Week 1 exercise 2 Maxpool2D padding

Hi there,
In the function “convolutional_model”, I just followed the instructions to inplement Max Pooling functions with same padding. However, the layer information is like below:

Model: “functional_1”


Layer (type) Output Shape Param #

input_3 (InputLayer) [(None, 64, 64, 3)] 0


conv2d_4 (Conv2D) (None, 64, 64, 8) 392


re_lu_3 (ReLU) (None, 64, 64, 8) 0


max_pooling2d_3 (MaxPooling2 (None, 8, 8, 8) 0


conv2d_5 (Conv2D) (None, 8, 8, 16) 528


re_lu_4 (ReLU) (None, 8, 8, 16) 0


max_pooling2d_4 (MaxPooling2 (None, 2, 2, 16) 0


flatten_1 (Flatten) (None, 64) 0


dense_1 (Dense) (None, 6) 390

Total params: 1,310
Trainable params: 1,310
Non-trainable params: 0


All tests passed!

I’m wondering why the n_H and n_W shrinked after the MaxPool2D functions with same padding?
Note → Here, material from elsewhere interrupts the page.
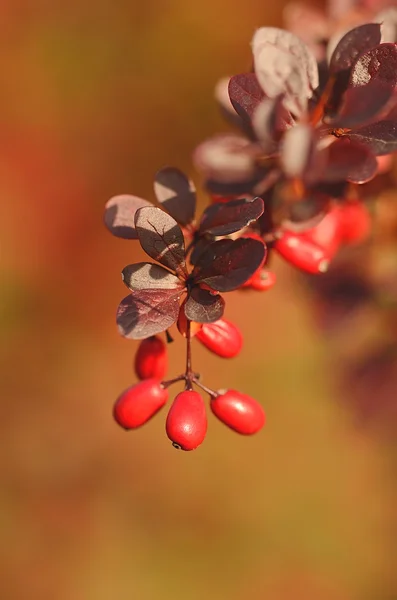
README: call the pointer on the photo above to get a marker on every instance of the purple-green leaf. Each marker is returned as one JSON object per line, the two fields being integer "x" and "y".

It’s a good point that this seems a little surprising given the usual meaning of “same” padding for Conv layers. But the point of pooling layers is “downsampling” to reduce the height and width. The documentation for MaxPooling2D (the v1 compat version) does not discuss the meaning of the padding argument, but the MaxPool2D (the official v2 version of the layer) documentation does. Here’s what it says:

  • The resulting output, when using the "valid" padding option, has a spatial shape (number of rows or columns) of: output_shape = math.floor((input_shape - pool_size) / strides) + 1 (when input_shape >= pool_size )

  • The resulting output shape when using the "same" padding option is: output_shape = math.floor((input_shape - 1) / strides) + 1

In our case here, the strides are always > 1 (== pool_size), so the dimensions will be reduced. So the bottom line is that “same” padding for pooling layers doesn’t mean the same thing as it does for Conv layers, but you’ll notice that you would get the same dimensions in the case that stride == 1.

Actually I am wrong about that: try adding a non-trivial stride in a Conv2D layer with padding = ‘same’ and you’ll see that the size also gets reduced. So the TF interpretation of ‘same’ padding only gives the same output size if the stride is 1.

Thank you. It helps a lot.

Then why use padding at all in the MaxPool2d layer?
I trained the model without padding in both max pooling layers and got better accuracy on both training and test sets.
I assume then that tf pads the input with one extra row and column? but this doesn’t better the model. i.e. using more information from the edges doesn’t improve out model, maybe because the hand signs in the pictures are centered so there is no valuable information on the edges?